During the last ice age, extensive sea ice prevented oxygen from reaching waters in the deep ocean. This interference complicated the relationship between oxygen and carbon, according to a new study from Oregon State University.
“The sea ice is effectively like a closed window for the ocean,” said study co-author Andreas Schmittner. “The closed window keeps fresh air out; the sea ice acted as a barrier to keep oxygen from entering the ocean, like stale air in a room full of people. If you open the window, oxygen from outside can come in and the air is not as stale.”
The results of the research contradict previous ideas about the relationship between oxygen and carbon dioxide in deep ocean waters. A better understanding of this relationship will provide valuable insights into how the world’s oceans may respond to climate change, explained Schmittner.

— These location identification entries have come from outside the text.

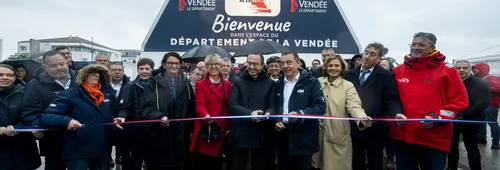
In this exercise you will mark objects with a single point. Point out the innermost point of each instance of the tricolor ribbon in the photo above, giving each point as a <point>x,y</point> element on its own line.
<point>38,129</point>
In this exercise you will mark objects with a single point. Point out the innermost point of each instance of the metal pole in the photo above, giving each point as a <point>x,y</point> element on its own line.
<point>92,50</point>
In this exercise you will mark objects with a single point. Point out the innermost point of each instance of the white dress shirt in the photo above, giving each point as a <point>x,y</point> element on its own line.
<point>367,74</point>
<point>287,92</point>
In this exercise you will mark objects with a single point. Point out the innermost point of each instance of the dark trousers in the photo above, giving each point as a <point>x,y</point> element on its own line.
<point>92,163</point>
<point>287,161</point>
<point>469,133</point>
<point>491,114</point>
<point>412,156</point>
<point>54,163</point>
<point>370,148</point>
<point>207,162</point>
<point>136,146</point>
<point>239,158</point>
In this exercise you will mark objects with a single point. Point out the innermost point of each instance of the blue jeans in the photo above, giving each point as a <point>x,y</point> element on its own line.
<point>491,114</point>
<point>413,156</point>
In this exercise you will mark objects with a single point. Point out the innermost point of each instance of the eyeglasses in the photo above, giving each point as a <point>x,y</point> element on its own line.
<point>213,65</point>
<point>173,63</point>
<point>253,64</point>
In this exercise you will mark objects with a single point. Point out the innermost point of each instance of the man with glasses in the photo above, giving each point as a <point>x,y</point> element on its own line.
<point>325,54</point>
<point>68,56</point>
<point>102,59</point>
<point>253,93</point>
<point>226,69</point>
<point>478,93</point>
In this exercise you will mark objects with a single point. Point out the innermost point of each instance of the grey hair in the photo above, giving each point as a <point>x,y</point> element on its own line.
<point>463,61</point>
<point>378,46</point>
<point>426,35</point>
<point>116,63</point>
<point>225,59</point>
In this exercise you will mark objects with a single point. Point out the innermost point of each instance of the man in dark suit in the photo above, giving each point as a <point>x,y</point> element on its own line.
<point>298,93</point>
<point>379,96</point>
<point>325,54</point>
<point>478,91</point>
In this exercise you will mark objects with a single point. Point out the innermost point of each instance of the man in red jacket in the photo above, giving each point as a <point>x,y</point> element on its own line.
<point>482,70</point>
<point>428,89</point>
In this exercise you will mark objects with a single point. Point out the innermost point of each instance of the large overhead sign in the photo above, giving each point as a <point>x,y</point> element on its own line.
<point>304,26</point>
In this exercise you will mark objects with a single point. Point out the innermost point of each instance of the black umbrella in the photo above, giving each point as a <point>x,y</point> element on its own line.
<point>260,47</point>
<point>30,65</point>
<point>199,53</point>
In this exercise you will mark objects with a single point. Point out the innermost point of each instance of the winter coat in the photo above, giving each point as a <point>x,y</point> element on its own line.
<point>211,100</point>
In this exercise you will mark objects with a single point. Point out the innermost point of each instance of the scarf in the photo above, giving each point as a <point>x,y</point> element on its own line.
<point>436,57</point>
<point>94,92</point>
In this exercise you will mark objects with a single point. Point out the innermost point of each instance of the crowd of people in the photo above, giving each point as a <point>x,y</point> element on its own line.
<point>85,112</point>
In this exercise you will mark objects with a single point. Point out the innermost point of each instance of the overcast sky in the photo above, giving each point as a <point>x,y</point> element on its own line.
<point>462,27</point>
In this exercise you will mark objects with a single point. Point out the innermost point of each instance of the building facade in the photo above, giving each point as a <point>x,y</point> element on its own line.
<point>492,60</point>
<point>82,49</point>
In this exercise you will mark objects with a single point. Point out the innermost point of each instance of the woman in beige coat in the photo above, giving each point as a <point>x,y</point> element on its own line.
<point>335,135</point>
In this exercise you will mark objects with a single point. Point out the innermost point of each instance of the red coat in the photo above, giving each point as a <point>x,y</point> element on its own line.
<point>429,86</point>
<point>208,99</point>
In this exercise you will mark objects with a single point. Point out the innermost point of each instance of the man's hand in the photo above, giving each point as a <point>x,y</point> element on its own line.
<point>118,121</point>
<point>368,122</point>
<point>208,119</point>
<point>10,131</point>
<point>292,119</point>
<point>279,126</point>
<point>164,121</point>
<point>37,135</point>
<point>400,116</point>
<point>3,130</point>
<point>256,113</point>
<point>427,124</point>
<point>74,124</point>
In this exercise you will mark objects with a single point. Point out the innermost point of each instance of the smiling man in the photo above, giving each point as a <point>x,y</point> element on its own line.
<point>430,90</point>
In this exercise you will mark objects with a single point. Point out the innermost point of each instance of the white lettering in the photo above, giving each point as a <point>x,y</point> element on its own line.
<point>201,2</point>
<point>286,43</point>
<point>182,41</point>
<point>316,43</point>
<point>313,4</point>
<point>219,25</point>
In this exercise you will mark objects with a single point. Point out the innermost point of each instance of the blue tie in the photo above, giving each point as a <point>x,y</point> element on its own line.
<point>173,90</point>
<point>362,78</point>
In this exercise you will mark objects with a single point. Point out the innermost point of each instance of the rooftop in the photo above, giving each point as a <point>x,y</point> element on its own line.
<point>70,39</point>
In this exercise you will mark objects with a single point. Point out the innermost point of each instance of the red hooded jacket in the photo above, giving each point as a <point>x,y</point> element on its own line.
<point>493,80</point>
<point>427,87</point>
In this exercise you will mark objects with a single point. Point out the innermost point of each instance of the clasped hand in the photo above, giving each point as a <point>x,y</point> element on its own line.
<point>259,112</point>
<point>8,131</point>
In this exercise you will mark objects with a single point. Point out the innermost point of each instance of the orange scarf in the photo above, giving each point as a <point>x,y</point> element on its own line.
<point>95,92</point>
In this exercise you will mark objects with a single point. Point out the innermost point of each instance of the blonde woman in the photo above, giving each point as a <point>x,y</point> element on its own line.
<point>335,135</point>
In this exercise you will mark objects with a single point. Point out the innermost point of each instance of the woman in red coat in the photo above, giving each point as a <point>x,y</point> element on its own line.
<point>211,97</point>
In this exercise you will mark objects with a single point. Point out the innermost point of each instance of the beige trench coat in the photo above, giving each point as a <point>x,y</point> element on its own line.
<point>335,135</point>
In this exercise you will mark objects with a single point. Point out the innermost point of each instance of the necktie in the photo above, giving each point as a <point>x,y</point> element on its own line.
<point>362,78</point>
<point>173,90</point>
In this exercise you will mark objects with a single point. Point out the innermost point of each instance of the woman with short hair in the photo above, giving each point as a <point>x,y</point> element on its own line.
<point>211,97</point>
<point>84,110</point>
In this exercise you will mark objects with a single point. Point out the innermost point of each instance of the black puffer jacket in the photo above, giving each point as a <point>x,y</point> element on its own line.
<point>42,91</point>
<point>19,152</point>
<point>247,95</point>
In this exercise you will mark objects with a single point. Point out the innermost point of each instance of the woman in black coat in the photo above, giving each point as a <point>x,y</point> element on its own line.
<point>168,96</point>
<point>18,151</point>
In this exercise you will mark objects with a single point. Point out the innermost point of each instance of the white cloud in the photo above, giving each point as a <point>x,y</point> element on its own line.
<point>462,26</point>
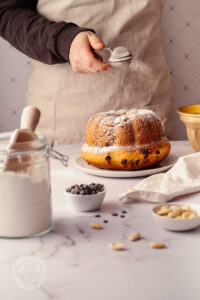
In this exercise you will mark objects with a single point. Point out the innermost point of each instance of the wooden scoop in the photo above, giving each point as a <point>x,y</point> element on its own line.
<point>21,139</point>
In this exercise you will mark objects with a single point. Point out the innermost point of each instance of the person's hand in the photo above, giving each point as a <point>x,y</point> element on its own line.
<point>81,55</point>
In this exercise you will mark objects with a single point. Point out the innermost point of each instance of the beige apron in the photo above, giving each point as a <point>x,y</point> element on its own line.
<point>68,99</point>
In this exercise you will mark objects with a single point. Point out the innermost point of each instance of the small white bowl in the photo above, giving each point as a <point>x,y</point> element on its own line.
<point>85,203</point>
<point>177,224</point>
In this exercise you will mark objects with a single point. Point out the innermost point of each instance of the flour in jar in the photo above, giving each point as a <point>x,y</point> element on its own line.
<point>25,205</point>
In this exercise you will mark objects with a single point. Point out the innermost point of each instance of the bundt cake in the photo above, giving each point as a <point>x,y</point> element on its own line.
<point>125,139</point>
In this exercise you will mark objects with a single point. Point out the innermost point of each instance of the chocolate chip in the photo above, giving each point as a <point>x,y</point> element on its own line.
<point>84,189</point>
<point>108,158</point>
<point>137,162</point>
<point>124,162</point>
<point>145,151</point>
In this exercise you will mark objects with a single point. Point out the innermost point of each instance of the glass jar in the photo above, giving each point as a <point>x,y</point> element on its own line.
<point>25,191</point>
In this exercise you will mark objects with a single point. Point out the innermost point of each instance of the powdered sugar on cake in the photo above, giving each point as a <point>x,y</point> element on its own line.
<point>110,124</point>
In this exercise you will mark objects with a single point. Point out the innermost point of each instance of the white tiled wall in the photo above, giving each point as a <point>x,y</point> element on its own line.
<point>180,30</point>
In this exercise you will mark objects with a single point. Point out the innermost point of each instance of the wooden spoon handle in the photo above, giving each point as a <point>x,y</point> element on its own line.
<point>30,118</point>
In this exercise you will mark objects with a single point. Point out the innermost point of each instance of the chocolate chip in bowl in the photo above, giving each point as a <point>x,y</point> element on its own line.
<point>85,197</point>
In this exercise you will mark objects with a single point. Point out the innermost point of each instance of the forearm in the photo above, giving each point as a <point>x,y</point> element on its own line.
<point>33,34</point>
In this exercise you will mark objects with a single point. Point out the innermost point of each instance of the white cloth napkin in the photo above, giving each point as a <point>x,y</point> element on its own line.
<point>183,178</point>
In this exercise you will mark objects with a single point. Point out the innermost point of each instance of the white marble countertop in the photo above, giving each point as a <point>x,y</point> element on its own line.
<point>74,262</point>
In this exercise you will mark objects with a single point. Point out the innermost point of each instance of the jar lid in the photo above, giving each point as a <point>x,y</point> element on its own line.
<point>36,145</point>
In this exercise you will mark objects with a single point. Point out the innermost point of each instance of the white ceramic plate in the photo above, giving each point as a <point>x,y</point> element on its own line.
<point>178,224</point>
<point>164,165</point>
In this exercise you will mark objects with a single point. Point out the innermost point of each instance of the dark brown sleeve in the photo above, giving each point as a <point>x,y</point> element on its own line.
<point>33,34</point>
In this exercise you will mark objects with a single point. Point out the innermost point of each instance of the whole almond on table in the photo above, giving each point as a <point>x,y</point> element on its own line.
<point>134,236</point>
<point>157,245</point>
<point>95,225</point>
<point>116,246</point>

The ocean plays an important role in the carbon cycle, in which carbon dioxide from the atmosphere dissolves in surface waters. Here, algae convert the carbon into organic matter, and respiration of that organic matter removes oxygen as carbon sinks to the deep ocean.
The process of transferring carbon from the surface waters to the deep ocean is called the biological pump.
As temperatures rise, the ocean is losing oxygen – a trend that is expected to persist. This would lead scientists to expect higher oxygen concentrations during the last ice age when oceans were colder, said Schmittner, but sediment collected previously from below the sea floor shows lower oxygen levels in the deep ocean during that period.
To investigate, the researchers used modeling to calculate the lower oxygen levels in the deep ocean. The study revealed that disequilibrium played an important role in the carbon cycle. Deep ocean oxygen concentrations were reduced because surface waters were less equilibrated with the atmosphere.
According to Schmittner, the disequilibrium was a result of the vast sea ice mainly over the Southern Ocean, as well as higher iron fertilization from the ice age atmosphere, which was dustier.
This means that deep ocean oxygen levels are not just influenced by the biological pump process, but also by sea ice extent, just as a room’s air quality may change by the opening or closing of a window, said Schmittner. He noted that the method used for this study could also be applied to future climate modeling.
“Current models cannot separate effects from the biological pump on ocean oxygen from sea ice or other influences,” said Schmittner. “This changes our understanding of the process and the reasons for those changes.”
The study is published in the journal Nature Geoscience.